This month, for the Eggless Baking Challenge, Gayathri had chosen these lovely Conchas, Mexican Sweet Bread ( Pan Dulce ) Or Rolls. The name ' Conchas ' is because of the appearance, they look like sea shells, it's basically bread rolls, covered with sweet, buttery dough on the top, which is marked with lines, to make it look like shells. The sweet coating can be plain sugary dough or chocolate, can be colorful, using food colors or as in the recipe, using natural dried fruits which gives a nice color, flavor and taste to it. The original recipe uses about 5 eggs and gives you 16 conchas, I have halved the quantity and made 8 conchas and I have used just curd/ yogurt as the egg replacer. I have used cocoa powder on 4 of the shells and dried cranberries on the other 4, we liked the cranberry topped conchas more than the chocolate ones, the reason being, the dried cranberries has some sugar in it, which made the sweet topping a little more sweeter and not too dry. Next time, when I use cocoa powder, I am going to add another teaspoon of sugar, which would make the dough easy to spread and also make it more tastier and also I am going to try with the other dried fruits like blueberries, raspberries or even with dried pineappple, mangoes too..
Recipe Soure : Wild Yeast
Need To Have
- All Purpose flour/ Maida - 1/4 cup + 3 tablespoons
- Active Dry Yeast - 1/2 teaspoon and a pinch
- Sugar - 1/8 teaspoon
- Yogurt/ Curd - 2 tablespoons
- Warm Water - 1 tablespoon
- All Purpose Flour/ Maida - 1.75 cups + 2 teaspoon
- Sugar - 1/4 cup + 3 tablespoons + 1 teaspoon
- Salt - 1/4 teaspoon
- Unsalted Butter - 1.5 tablespoon
- Yogurt/ Curd - 1/2 cup + 2 tablespoons
- Active Dry Yeast - 1.5 teaspoons
- Warm Water - 3 tablespoons
- All Of The Sponge
- All Purpose Flour/ Maida - 1/4 cup + 3 tablespoons
- Sugar - 1/4 cup + 1/2 teaspoon
- Unsalted Butter - 3 tablespoons
- Cocoa Powder - 1 tablespoon
- Dried Sweetened Cranberries - 2 tablespoons
Add the warm water to the sugar and yeast and leave it to foam up. Take the flour, curd, foamed up yeast and make a dough, leave it covered for about 2 hours, till the dough doubles up in volume, this is the sponge.
Take all the ingredients given under ' Final dough ' along with the 'sponge' and mix every thing together and knead to get a sticky dough. Leave it covered for 30 minutes, then put it in the fridge for 8 to 16 hours ( I had left the dough at 11 in the night and took it out at about 9, the next morning ).
To prepare the topping, mix the butter ( room temperature ), 1/4 cup sugar and flour together to make a smooth paste.

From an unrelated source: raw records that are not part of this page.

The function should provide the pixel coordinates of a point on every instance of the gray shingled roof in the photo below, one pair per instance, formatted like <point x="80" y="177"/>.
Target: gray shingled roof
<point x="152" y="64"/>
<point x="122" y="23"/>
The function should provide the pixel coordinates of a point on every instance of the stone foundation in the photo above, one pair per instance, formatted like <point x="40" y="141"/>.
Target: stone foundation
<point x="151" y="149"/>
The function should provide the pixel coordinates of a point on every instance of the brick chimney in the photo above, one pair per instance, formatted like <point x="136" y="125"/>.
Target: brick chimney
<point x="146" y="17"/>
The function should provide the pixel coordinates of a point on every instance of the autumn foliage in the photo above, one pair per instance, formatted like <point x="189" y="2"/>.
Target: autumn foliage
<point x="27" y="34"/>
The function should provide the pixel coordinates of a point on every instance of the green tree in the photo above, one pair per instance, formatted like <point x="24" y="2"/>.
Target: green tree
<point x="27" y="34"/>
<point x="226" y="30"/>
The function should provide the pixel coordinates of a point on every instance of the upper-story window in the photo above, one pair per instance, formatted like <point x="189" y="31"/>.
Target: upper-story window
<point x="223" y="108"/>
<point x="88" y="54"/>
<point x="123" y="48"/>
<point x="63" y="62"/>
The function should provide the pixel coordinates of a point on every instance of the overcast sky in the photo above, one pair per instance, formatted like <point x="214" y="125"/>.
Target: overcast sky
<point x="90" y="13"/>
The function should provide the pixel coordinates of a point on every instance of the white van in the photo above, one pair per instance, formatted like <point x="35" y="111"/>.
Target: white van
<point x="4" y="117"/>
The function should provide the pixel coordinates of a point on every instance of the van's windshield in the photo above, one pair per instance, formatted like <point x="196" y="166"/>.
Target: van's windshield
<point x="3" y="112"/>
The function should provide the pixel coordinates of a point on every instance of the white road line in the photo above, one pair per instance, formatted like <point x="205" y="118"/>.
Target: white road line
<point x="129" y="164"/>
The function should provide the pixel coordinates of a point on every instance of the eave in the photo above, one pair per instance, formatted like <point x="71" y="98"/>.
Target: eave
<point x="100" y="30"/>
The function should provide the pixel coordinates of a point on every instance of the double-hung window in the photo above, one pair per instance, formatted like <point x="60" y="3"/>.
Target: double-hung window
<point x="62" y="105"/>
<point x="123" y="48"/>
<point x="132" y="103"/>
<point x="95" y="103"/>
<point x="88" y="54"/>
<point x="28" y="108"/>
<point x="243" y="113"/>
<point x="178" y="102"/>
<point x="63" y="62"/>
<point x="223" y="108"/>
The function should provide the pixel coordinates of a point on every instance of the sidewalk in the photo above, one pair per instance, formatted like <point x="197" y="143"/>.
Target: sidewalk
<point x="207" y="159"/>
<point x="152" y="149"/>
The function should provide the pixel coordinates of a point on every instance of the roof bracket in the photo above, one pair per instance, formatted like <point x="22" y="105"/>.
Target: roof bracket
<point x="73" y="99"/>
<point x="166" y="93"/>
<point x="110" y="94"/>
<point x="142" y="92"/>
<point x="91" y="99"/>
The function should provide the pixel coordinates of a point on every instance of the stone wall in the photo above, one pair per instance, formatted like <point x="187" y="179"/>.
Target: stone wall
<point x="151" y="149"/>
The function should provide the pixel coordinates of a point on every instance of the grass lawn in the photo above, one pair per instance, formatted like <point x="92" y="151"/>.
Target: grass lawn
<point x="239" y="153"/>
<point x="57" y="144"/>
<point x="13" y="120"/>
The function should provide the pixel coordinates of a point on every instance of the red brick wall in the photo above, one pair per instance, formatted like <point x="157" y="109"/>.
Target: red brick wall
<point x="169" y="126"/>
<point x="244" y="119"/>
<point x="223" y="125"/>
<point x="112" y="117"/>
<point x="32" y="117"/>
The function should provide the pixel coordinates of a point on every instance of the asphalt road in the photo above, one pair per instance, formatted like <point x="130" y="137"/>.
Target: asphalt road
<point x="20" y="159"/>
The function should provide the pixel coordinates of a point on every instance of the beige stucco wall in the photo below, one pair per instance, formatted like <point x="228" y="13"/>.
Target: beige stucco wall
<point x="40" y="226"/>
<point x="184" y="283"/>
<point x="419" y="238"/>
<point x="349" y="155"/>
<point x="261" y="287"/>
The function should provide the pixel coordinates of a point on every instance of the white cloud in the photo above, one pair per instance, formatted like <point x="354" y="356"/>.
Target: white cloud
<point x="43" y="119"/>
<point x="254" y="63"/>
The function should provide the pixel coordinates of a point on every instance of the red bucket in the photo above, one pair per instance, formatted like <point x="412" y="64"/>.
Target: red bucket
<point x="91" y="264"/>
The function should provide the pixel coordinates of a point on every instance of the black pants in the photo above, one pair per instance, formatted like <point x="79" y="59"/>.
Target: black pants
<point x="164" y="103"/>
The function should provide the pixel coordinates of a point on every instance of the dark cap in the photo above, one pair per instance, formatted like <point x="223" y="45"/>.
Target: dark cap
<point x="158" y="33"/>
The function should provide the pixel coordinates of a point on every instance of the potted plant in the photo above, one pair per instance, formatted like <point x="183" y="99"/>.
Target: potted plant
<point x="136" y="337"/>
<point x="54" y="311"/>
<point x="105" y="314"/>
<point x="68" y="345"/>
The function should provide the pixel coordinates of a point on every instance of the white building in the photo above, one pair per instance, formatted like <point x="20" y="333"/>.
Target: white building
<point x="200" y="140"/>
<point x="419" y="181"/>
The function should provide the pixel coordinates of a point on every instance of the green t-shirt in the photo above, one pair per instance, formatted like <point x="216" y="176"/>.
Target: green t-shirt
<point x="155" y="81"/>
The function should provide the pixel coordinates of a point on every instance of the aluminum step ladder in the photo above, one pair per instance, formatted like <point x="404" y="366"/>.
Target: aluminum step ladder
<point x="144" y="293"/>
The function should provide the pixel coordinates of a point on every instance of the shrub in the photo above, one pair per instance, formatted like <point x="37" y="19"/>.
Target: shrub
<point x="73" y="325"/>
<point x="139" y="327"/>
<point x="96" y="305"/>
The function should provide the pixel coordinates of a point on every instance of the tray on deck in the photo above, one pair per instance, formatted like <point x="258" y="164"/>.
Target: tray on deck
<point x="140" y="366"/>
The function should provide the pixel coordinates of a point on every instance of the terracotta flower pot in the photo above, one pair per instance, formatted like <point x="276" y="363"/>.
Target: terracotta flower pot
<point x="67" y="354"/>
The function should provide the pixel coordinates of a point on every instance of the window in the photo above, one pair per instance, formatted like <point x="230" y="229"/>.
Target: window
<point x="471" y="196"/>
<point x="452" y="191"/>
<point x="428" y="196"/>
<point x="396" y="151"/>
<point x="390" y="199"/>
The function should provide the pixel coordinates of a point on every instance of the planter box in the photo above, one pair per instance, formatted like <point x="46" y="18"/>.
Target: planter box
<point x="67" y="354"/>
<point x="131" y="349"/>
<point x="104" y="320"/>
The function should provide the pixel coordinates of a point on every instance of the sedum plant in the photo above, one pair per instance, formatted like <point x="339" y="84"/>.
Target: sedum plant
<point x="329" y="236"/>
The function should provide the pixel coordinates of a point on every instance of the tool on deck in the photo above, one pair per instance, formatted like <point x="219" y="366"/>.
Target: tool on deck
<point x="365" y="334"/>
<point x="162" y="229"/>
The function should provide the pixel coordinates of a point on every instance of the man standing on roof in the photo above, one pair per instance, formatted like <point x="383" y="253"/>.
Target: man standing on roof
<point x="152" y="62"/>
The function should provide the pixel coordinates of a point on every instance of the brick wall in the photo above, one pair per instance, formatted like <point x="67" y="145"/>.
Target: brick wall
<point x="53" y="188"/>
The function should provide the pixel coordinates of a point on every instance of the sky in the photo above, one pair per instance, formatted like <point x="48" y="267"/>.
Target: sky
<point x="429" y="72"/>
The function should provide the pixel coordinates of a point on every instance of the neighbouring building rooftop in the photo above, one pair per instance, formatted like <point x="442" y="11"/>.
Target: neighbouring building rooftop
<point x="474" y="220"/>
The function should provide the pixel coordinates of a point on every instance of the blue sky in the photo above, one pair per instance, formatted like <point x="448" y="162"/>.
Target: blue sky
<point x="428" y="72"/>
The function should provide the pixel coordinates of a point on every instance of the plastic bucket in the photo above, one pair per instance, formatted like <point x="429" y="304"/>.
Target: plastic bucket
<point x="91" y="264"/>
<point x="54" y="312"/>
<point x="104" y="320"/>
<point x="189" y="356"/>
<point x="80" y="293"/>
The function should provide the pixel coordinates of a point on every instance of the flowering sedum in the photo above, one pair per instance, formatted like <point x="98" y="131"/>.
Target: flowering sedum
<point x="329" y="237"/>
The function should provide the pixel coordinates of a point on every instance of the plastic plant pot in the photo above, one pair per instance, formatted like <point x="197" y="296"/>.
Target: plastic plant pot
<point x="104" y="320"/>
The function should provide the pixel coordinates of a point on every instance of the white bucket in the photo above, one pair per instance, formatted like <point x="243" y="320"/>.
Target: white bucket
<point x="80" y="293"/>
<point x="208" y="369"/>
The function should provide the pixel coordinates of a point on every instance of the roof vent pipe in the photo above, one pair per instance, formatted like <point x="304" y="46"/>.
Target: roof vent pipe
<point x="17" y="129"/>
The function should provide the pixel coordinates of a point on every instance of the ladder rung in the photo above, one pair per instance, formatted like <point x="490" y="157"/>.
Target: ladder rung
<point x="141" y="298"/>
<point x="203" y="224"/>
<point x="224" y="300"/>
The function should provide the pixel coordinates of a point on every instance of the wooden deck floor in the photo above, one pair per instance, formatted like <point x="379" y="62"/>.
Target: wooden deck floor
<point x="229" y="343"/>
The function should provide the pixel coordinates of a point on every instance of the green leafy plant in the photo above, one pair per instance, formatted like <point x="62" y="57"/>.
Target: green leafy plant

Divide the paste into half, to the first half, add the cocoa powder, mix well divide into 4 parts and keep.
Grind the cranberries with the 1/2 teaspoon sugar, add this to the second half of the topping, mix well, divide into 4 parts and keep.
Now take the final dough, divide into 8 parts, take one, make a smooth ball, take one of the topping ball, press it into a disc and press it over the dough ball.
Place it in the baking pan ( lined with parchment paper ) and press it slightly, then using a knife, mark the lines. Do the same with all the dough balls. Leave the baking pan, uncovered for about 3 hours, the dough would have increased in volume, then bake it at 190 C for 20 to 25 mins, till the bottom of the rolls are slightly browned or golden and the topping is set. Cool and serve.
If you can't find any of the berries, you can use even raisins, it should taste good.
Oven timings vary, so keep an eye on it after 20 minutes.
In the original recipe, all the ingredients were given in grams, I don't have a kitchen scale, so I have converted everything into cups, tablespoons and teaspoons.
I had initially planned to add about 1 teaspoon of baking powder to the final dough, but I forgot, but still the rolls turned out soft. If you want, you can add it.
The topping would crack up, as the dough doubles up and expands, that's characteristic of conchas.
Sending it to the ' Come, Join Us For Breakfast ' event at Cooking 4 All Seasons.